Sisters Rafaella and Violeta are natives of a very dangerous city in Mexico and were able to escape to America. They have been in the country for years, living the dream, made a home for themselves together. They live together and work together at a laundromat. They love their job, but more than anything they love their freedom and being able to send money back home. During their shift at the laundromat ICE agents come in and detain all of the workers. Violeta, as the big sister, tries to warn Rafaella to run but she doesn’t, at first she hides, then freezes up and allows them to take her as well. Once in custody they take them to a detention center. They are terrified that they are going to be deported but something worse happens, they are separated. Rafaella finds herself stuck in a small cell with a large number of people and for the first time in her life she finds her voice, she has to now. Violeta is deported back to Mexico and Rafaella stays in the detention center. Now the sisters communicate through letters and because they love each other they lie saying that everything is great in Mexico and that Rafaella is the manager at the laundromat- all lies. As people we lie to the ones that we love the most, they don’t want the other to worry. But also, within that special relationship and bond is the ability, even through the words of a letter, to hear their loved one’s pain. As the story ends the sisters remember the good times and finally come clean about the present. Violeta’s illness that she contracted while at the detention center and Rafaella’s life moving from detention center to detention center. Even through this they find the words to support each other, love each other, and continue writing their life letters.
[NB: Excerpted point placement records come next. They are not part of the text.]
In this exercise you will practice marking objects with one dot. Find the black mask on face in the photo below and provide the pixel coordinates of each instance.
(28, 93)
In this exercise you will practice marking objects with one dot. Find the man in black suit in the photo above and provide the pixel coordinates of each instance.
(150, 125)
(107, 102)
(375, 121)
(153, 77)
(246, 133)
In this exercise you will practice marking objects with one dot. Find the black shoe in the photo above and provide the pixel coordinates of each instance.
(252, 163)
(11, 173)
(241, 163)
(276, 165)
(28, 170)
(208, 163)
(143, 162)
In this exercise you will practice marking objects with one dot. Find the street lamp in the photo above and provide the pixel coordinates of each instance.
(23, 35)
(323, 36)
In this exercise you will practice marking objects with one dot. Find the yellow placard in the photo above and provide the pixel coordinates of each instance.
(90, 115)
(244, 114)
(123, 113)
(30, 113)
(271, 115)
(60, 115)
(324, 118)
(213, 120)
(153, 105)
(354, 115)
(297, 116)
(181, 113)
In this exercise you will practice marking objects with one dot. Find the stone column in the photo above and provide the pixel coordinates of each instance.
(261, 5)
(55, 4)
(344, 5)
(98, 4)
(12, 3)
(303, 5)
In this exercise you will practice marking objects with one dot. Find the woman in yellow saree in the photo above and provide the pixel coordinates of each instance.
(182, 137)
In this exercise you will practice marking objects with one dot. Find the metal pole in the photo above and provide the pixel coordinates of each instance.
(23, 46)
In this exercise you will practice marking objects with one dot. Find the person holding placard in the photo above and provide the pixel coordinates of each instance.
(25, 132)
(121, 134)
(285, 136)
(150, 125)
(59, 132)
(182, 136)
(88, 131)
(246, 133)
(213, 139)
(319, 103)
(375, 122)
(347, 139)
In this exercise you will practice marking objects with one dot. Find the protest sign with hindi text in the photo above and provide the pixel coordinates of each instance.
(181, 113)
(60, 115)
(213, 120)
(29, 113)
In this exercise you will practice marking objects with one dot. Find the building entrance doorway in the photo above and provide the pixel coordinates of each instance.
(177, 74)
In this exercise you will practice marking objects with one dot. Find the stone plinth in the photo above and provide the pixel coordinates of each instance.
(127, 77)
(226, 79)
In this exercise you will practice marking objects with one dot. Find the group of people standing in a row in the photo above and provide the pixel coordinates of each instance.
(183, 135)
(Scene opens with Violet and Rafaella, two Hispanic sisters folding clothes at their job at the laundromat. They are giggling, they take a picture with each other. As if in a dream Violeta freezes. Rafaella looks at hear realizing her sister’s laughter has stopped. She is heartbroken. She puts down her clothes and opens a letter, begins to read. ***Performers may add more Spanish than what is designated as long as the translation is direct without changing the integrity of the script.)
Rafaella: Hermana. (Beat) Sister, I miss you. Mexico is no place to live. The coyote says that he will be making another run, but I cannot afford it. Maybe you can save up money to send for me. (Violeta returns to the scene and begins to speak the rest of the letter, she is sick. Coughing. Rafaella looking at the letter, Violeta speaks.)
Violeta: I want to come back. (Coughs, writing her letter.) Things are bad here, but I keep working in the field, I have to. Nuestra familia is fine. The kids miss their tia. (Forcing a smile) I just wish…we could be back at the laundromat, folding other people’s nice clothes, together. extraño tu risa- I miss your laugh. (She begins to laugh, transition both women are laughing and back in the laundromat together working.) So, explain this to be again, he asks you out, you go, and then-
Rafaella: - then after dinner he goes to the bathroom-
Violeta: - and leaves you with the check. (Dies laughing) I can’t believe someone would do that. What a jerk. Back home a machismo man would never let his queen pay for dinner.
Rafaella: Back home we would have had a home cooked meal with his mother’s warm tortillas on the table. (They both stop for a moment in the memory.)
Violeta: Mama would always make us girls sit in the kitchen when she made tortillas.
Rafaella: (Mocking, in Spanish) “No man is going to want to marry a woman from Mexico who can’t make tortillas.”
Violeta: She made sure we knew no Latino man wants a woman who can’t make tortillas. (They both laugh.)
Rafaella: God I miss her. (Continuing to fold)
Violeta: I miss all of our familia.
Rafaella: The laughs, the weekend gatherings with the food.
Violeta: Oh, all of the food, the pork carnitas-
Rafaella: - with onion and salsa. Just the right amount of everything to make it perfect. (Smiling, beat.)